Die Anträge nach § 1032 Abs. 2 ZPO seien auch begründet. Denn es fehle bereits an einer wirksamen Einwilligung der EU-Mitgliedsstaaten zum Abschluss einer Schiedsvereinbarung, da die Schiedsklausel in Art. 26 Abs. 2 Buchst. c, Abs. 3 und 4 des Energiecharta-Vertrags[1] nach der Rechtsprechung des EuGH gegen Unionsrecht verstoße. Dies wiederum begründe eine Unvereinbarkeit mit Art. 267, 344 AEUV.

Auf der Rechtsfolgenseite stellen die Entscheidungen des BGH bindend die Unzulässigkeit der schiedsrichterlichen Verfahren fest. Ein etwaig zuvor ergangener Schiedsspruch wäre nichtig.

IV. Fazit

Der BGH setzt damit die Rechtsprechung des EuGH zur Unzulässigkeit von Intra-EU Schiedsverfahren um. Dabei verdeutlicht er, dass Unionsrecht über dem Völkerrecht steht. Der BGH lässt deutlich erkennen, Intra-EU Schiedssprüche auf Grundlage der ICSID Konvention in Deutschland für nicht vollstreckbar zu halten.

Zu konstatieren ist in diesem Zusammenhang, dass zwischenzeitlich zahlreiche Vertragspartner den Austritt aus der EU-Energiecharta beschlossen haben (Italien in 2016) bzw. konkret in Erwägung ziehen (so insbesondere Deutschland, Spanien, Luxemburg, Polen, Frankreich, Slowenien und die Niederlande).

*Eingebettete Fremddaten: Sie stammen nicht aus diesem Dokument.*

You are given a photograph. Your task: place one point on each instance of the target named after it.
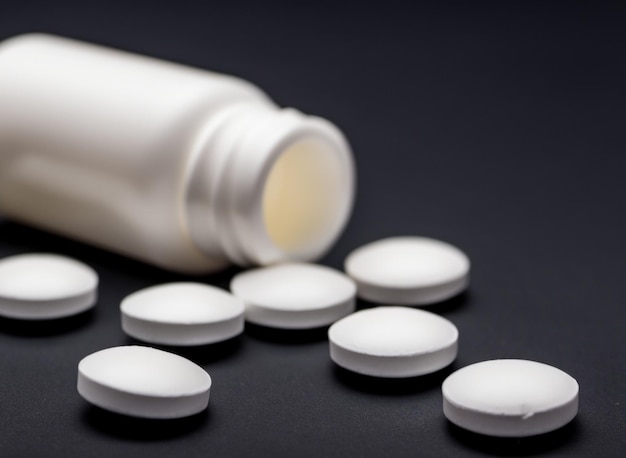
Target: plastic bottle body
(129, 153)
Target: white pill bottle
(182, 168)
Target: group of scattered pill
(501, 397)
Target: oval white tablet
(393, 342)
(510, 398)
(45, 286)
(182, 314)
(143, 382)
(295, 295)
(408, 271)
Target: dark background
(498, 127)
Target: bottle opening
(306, 198)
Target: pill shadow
(142, 429)
(46, 328)
(459, 301)
(287, 336)
(390, 386)
(515, 446)
(199, 354)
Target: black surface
(498, 127)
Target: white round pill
(510, 398)
(295, 295)
(182, 314)
(408, 271)
(393, 342)
(143, 382)
(45, 286)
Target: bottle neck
(269, 185)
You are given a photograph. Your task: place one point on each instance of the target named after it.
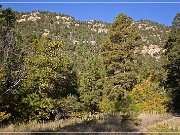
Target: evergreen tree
(91, 84)
(173, 62)
(119, 57)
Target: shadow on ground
(110, 124)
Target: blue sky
(162, 13)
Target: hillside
(75, 32)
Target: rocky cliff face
(64, 27)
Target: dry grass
(149, 119)
(109, 123)
(35, 126)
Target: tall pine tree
(119, 57)
(173, 62)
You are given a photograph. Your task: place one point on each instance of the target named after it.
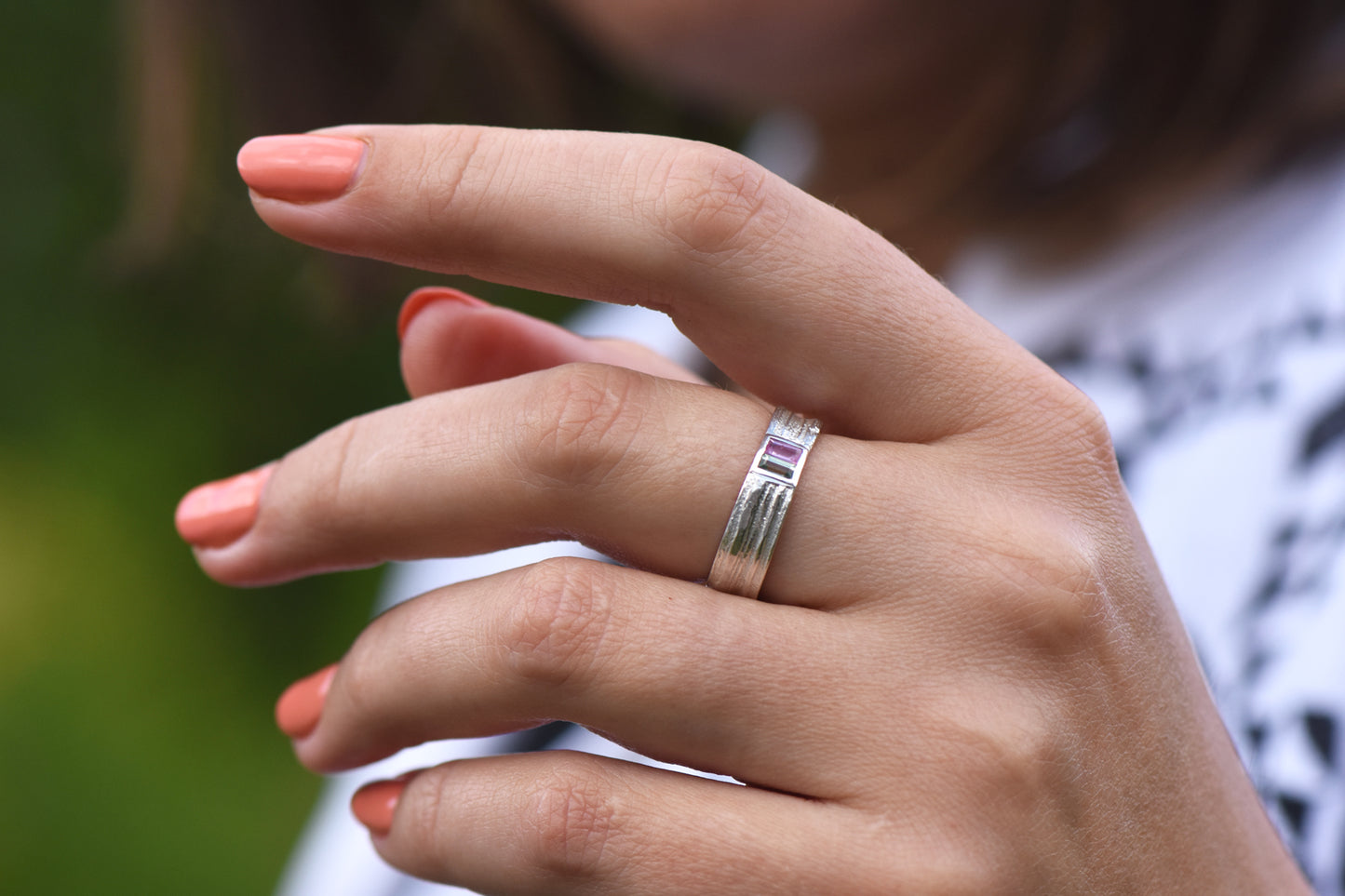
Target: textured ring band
(758, 515)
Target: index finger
(795, 301)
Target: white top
(1215, 346)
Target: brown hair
(1118, 106)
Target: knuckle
(332, 467)
(581, 424)
(444, 174)
(1046, 579)
(573, 822)
(716, 202)
(557, 624)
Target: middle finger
(641, 468)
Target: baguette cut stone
(780, 456)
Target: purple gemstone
(780, 458)
(786, 451)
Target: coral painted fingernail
(417, 301)
(300, 167)
(375, 803)
(220, 513)
(300, 706)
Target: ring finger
(644, 470)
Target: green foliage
(136, 747)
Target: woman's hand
(964, 675)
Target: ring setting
(759, 512)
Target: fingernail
(218, 513)
(300, 167)
(300, 706)
(429, 295)
(374, 805)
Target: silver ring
(758, 515)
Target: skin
(964, 675)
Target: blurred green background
(136, 750)
(155, 335)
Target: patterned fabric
(1217, 350)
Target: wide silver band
(748, 540)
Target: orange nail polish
(300, 706)
(218, 513)
(300, 167)
(428, 295)
(374, 805)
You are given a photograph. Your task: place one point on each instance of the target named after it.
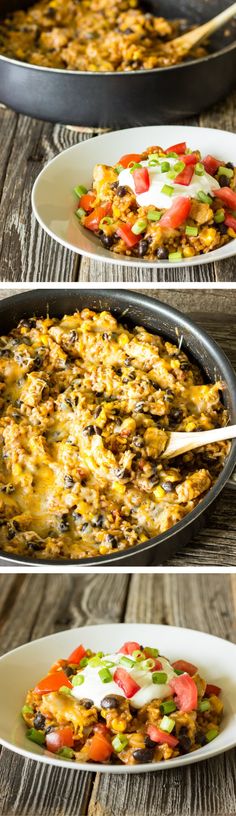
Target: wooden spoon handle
(187, 41)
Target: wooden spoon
(187, 41)
(181, 442)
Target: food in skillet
(92, 36)
(129, 707)
(86, 406)
(161, 204)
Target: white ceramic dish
(21, 668)
(53, 201)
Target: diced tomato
(129, 647)
(124, 680)
(92, 220)
(185, 176)
(87, 201)
(185, 692)
(177, 213)
(76, 655)
(227, 196)
(185, 666)
(141, 180)
(124, 231)
(52, 683)
(128, 158)
(60, 738)
(211, 689)
(100, 748)
(211, 165)
(181, 147)
(230, 221)
(157, 735)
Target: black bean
(143, 754)
(121, 191)
(39, 722)
(69, 482)
(162, 254)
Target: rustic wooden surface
(26, 252)
(35, 606)
(214, 310)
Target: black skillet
(126, 99)
(136, 309)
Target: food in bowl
(130, 707)
(161, 204)
(86, 408)
(94, 36)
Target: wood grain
(34, 605)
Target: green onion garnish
(212, 734)
(167, 190)
(204, 705)
(105, 675)
(159, 678)
(139, 226)
(219, 216)
(119, 743)
(191, 231)
(204, 197)
(167, 707)
(199, 169)
(80, 190)
(36, 736)
(175, 256)
(225, 171)
(77, 680)
(153, 215)
(167, 724)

Zuletzt hat die Europäische Kommission im Juli 2023 die Empfehlung ausgesprochen, die EU, ihre Mitgliedstaaten und Euratom sollten koordiniert aus dem Vertrag über die Energiecharta austreten. Dies mit der Erwägung, der Vertrag sei seit seiner Verabschiedung in den 1990er Jahren weitgehend unverändert geblieben und nicht mit den Klimaambitionen der EU im Rahmen des Europäischen Green Deal und des Pariser Abkommens vereinbar.[2]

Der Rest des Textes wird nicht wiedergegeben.